No other batsman in Surrey's history has gone five on the bounce. Only seven others have done so in first-class cricket, with Sangakkara the fifth to pull it off in the County Championship. CB Fry, Mike Procter and Don Bradman went on to six. Sangakkara would be no slouch even in such distinguished company.
As ever with the 39-year-old, he was playing a different game to the rest. Even Essex seamer Matt Quinn, who had taken Surrey's top order to the cleaners with 3 for 13 in his opening three overs, was thrown by the mere presence of the man, losing his line with a few down the leg side early on.
It was in Sam Curran, a man 20-years his junior, that Sangakkara found adequate support. Their partnership had a festival feel as they put on 191 - a new Surrey record against Essex for the sixth wicket.
Sangakkara was the headline act: fans on both sides of the fence cheering appreciatively with each classic stroke they've seen time and time again (the century, from 174 balls, was brought up with an on drive that you'd like to take out for a nice seafood dinner). But Curran was more than happy to make the side-stage his own. Those present will have left Chelmsford having learned more about Sam than Kumar.

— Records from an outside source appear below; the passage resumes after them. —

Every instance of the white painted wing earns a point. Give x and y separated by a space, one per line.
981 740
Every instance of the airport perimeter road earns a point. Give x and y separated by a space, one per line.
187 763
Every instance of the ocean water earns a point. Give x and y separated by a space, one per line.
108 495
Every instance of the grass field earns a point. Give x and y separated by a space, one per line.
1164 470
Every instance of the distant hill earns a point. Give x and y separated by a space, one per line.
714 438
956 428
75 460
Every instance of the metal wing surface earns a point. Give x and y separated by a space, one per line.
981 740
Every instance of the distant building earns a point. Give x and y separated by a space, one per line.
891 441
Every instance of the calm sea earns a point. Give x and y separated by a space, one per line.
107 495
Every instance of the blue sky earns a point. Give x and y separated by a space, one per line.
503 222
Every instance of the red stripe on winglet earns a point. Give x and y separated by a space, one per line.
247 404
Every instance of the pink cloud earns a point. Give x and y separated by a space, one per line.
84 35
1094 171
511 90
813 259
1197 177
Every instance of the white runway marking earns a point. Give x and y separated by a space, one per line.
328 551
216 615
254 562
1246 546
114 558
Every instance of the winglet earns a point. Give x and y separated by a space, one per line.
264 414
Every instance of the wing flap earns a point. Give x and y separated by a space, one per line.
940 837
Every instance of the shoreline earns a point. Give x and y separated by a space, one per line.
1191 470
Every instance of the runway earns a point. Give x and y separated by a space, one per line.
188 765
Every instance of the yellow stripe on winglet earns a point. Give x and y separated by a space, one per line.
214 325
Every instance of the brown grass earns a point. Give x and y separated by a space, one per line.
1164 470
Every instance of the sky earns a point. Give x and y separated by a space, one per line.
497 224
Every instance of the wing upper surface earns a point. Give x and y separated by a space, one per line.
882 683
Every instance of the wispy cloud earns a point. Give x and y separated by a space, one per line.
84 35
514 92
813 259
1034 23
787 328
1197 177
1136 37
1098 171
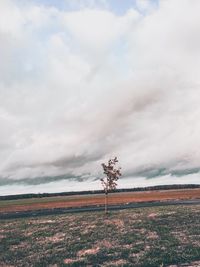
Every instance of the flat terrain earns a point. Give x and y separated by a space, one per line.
147 237
98 199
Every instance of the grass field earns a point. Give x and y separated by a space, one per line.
96 199
147 237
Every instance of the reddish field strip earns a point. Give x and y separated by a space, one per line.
114 198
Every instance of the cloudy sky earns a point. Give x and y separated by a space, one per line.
85 80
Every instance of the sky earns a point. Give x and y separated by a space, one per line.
83 81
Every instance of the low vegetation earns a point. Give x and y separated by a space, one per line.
148 237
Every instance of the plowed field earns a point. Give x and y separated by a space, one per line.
96 199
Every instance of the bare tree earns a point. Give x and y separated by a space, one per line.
110 181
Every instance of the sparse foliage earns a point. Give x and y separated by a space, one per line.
109 182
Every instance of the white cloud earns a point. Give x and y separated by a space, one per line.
80 86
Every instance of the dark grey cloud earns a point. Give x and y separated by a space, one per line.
82 85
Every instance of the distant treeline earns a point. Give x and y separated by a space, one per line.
137 189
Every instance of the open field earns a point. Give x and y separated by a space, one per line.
148 237
98 199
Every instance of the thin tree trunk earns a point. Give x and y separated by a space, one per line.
106 202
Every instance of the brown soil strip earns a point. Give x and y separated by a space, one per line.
114 198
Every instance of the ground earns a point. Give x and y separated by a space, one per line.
96 199
146 237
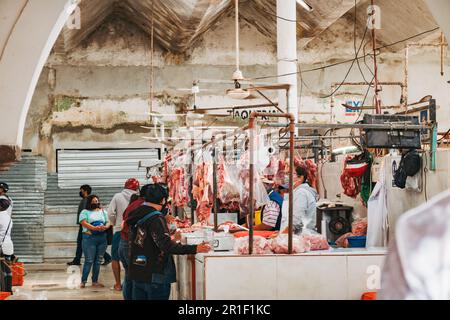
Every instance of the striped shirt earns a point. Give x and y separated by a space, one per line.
270 214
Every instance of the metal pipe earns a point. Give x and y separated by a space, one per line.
405 81
393 126
374 43
442 53
251 126
215 188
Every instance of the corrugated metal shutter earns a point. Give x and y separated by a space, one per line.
27 181
102 168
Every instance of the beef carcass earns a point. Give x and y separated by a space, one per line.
316 240
178 188
351 185
202 191
260 246
280 176
260 193
279 244
227 182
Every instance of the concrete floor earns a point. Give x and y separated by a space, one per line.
57 282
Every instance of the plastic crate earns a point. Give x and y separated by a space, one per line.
357 242
369 296
4 295
18 274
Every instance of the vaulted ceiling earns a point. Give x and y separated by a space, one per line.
179 23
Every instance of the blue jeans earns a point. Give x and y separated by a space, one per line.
115 247
150 291
94 247
127 286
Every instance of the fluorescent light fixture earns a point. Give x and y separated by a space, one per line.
305 5
195 89
238 94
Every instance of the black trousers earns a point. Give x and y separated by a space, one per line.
79 252
5 277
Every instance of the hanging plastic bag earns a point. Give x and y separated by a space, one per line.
260 246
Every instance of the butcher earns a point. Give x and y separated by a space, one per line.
271 212
305 203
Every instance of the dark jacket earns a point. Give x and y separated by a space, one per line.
81 207
152 240
278 199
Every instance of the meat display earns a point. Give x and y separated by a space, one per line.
260 246
232 226
259 233
202 191
260 193
182 224
316 240
279 244
271 170
280 176
227 182
351 185
178 187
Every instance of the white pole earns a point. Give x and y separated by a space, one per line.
287 54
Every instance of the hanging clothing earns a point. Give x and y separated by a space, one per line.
418 264
377 213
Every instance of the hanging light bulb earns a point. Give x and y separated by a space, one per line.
305 5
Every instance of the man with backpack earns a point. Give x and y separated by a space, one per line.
152 268
6 246
3 190
116 208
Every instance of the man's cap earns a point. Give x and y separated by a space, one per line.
154 193
284 186
266 180
4 186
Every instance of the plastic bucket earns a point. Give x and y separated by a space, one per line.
18 274
357 242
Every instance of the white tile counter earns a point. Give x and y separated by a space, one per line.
327 274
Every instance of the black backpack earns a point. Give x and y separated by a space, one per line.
409 165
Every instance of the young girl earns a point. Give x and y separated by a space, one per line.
95 222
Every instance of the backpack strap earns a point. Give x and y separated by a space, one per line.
6 233
147 217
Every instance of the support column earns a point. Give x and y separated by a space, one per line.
287 54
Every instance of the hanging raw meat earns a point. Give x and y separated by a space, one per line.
178 188
227 182
271 170
280 176
260 196
202 191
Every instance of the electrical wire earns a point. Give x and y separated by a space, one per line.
349 69
349 60
354 43
278 17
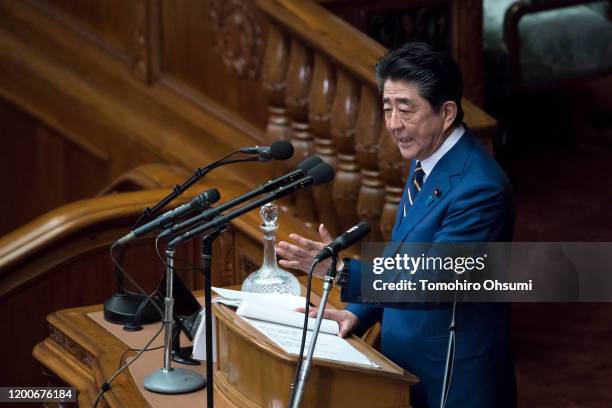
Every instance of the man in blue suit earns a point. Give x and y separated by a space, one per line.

Sam had learned a bit too from the last time he was close to a maiden century. This impressive innings ended on 90 when he skipped down the track and tried to send Simon Harmer out of the ground for a second time. Dip, turn and James Foster behind the stumps for his first Championship start saw him stumped. His walk off was slow, but nowhere near as slow as his departure on 96 against Lancashire last year. Then, he was emotional as he got back to the changing room. Today, he laughed.

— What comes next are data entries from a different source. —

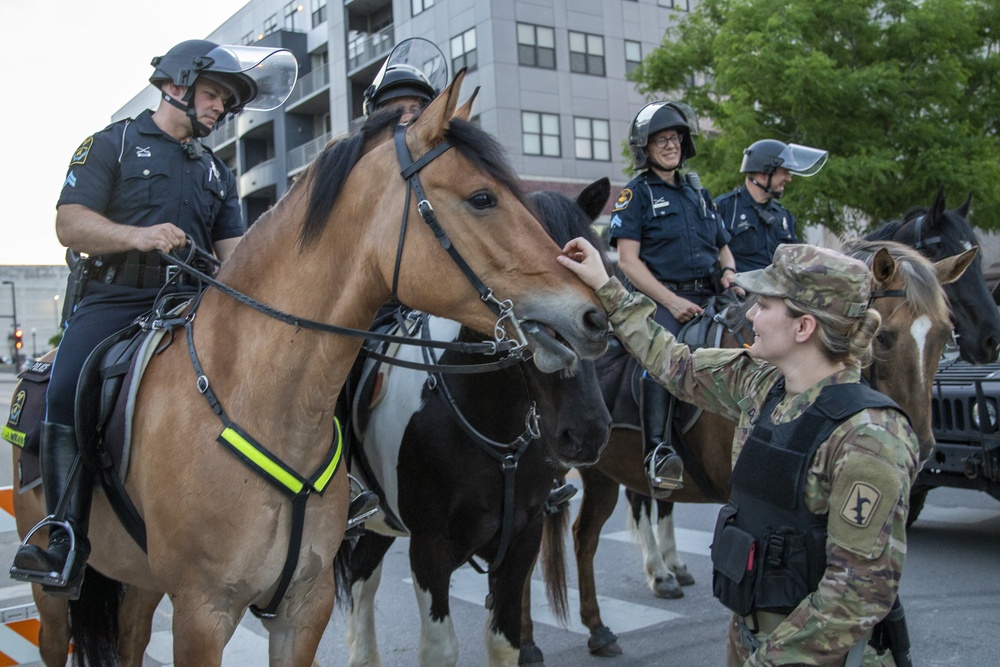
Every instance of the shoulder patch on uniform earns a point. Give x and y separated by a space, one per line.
865 494
624 199
80 156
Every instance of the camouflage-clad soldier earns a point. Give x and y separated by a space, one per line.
810 549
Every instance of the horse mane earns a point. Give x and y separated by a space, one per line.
923 290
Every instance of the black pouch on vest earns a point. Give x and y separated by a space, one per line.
27 407
734 564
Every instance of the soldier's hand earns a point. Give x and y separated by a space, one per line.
163 237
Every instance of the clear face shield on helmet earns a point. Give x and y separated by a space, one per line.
418 56
273 70
803 160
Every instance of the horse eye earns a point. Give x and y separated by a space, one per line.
483 200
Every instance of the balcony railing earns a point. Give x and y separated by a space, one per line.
308 84
300 156
367 47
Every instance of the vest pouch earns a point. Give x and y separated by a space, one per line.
734 564
27 407
784 560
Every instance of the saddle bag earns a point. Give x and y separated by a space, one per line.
27 407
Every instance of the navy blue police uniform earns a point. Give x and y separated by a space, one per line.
756 230
133 173
679 234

"Ah you know," he began, "last year I was on 96 against Lancs and I got out defending. So this time I thought, well, it's almost risk and reward, so you know… Obviously I'm gutted but, hey, what can you do?"

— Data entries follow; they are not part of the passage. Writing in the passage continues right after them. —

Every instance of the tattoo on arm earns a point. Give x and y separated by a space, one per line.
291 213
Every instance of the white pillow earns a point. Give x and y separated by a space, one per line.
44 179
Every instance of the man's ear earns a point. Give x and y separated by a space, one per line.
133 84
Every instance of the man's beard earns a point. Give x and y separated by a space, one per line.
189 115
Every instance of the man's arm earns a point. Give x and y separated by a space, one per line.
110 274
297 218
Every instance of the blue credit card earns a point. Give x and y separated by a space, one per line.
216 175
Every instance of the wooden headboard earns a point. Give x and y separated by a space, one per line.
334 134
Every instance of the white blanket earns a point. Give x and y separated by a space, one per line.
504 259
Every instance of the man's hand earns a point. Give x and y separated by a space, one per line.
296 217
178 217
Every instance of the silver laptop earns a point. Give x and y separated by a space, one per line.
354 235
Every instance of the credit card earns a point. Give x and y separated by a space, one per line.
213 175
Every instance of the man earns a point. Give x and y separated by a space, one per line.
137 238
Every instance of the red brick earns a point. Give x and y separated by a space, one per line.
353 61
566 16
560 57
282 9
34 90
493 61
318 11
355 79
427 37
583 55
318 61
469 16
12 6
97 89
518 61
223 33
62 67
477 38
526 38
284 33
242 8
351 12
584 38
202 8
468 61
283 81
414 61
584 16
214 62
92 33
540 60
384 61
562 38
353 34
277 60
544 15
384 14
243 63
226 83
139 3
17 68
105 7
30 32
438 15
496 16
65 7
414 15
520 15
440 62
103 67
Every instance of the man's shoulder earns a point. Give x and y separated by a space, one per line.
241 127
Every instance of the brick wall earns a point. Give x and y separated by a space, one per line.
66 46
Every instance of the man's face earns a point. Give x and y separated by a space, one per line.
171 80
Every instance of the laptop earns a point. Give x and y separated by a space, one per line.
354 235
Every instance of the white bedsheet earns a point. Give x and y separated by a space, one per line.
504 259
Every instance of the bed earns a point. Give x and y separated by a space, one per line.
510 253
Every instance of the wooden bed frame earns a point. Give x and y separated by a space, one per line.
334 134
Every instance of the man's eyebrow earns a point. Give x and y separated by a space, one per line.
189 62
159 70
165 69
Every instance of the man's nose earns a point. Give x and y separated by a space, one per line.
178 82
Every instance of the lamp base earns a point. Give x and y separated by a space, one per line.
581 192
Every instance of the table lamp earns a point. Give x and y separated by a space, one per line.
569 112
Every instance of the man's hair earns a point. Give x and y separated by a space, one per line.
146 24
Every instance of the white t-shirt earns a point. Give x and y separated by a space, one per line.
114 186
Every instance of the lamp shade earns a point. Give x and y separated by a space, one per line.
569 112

A rush of blood to the head - let's face it, he's 19 - should not detract from a truly remarkable passage of play that he and Sangakkara embarked upon. The pair went into lunch at 67 for 5, with Curran nursing a bruised hand, yet returned to put on 147 in the afternoon session.
While Sangakkara did what Sangakkara does, Curran emerged unscathed from a hostile tussle with Neil Wagner to unfurl some sumptuous shots of his own: through wide mid-on and the covers primarily, before he hit Ravi Bopara into the pavilion at square leg for his first six. It is worth remembering that as he came through at Surrey, Sam Curran's batting was talked about more than his bowling. Today explained why.
The frustration for Essex didn't stop with him. Stuart Meaker (43*), masquerading as a No. 9, came in and hit his highest score in three seasons with such gusto that he shocked Sangakkara into a few shots of rage: twice he charged Wagner and thumped him down the ground. The morning's carnage seemed a long way away
Rory Burns, leading Surrey after an injured toe kept Gareth Batty out of the playing XI, opted for a toss, won it and then saw his side lose five wickets in no time. Mark Stoneman, Scott Borthwick (Surrey's only other centurions this season) and Burns himself fell to Quinn bounding in from the River End. All were undone by deliveries that went across them and bounced more than expected in Quinn's opening three overs, which saw him pass 100 first-class wickets. Not too shabby spread across 50 innings for Essex, Auckland and New Zealand A.
Then Jamie Porter got involved from the Hays Close End, undoing Dom Sibley with a cracker that took the top of off and coercing Ben Foakes into playing onto his own stumps. Given the disarray Sam Curran walked into, his innings seems all the more remarkable.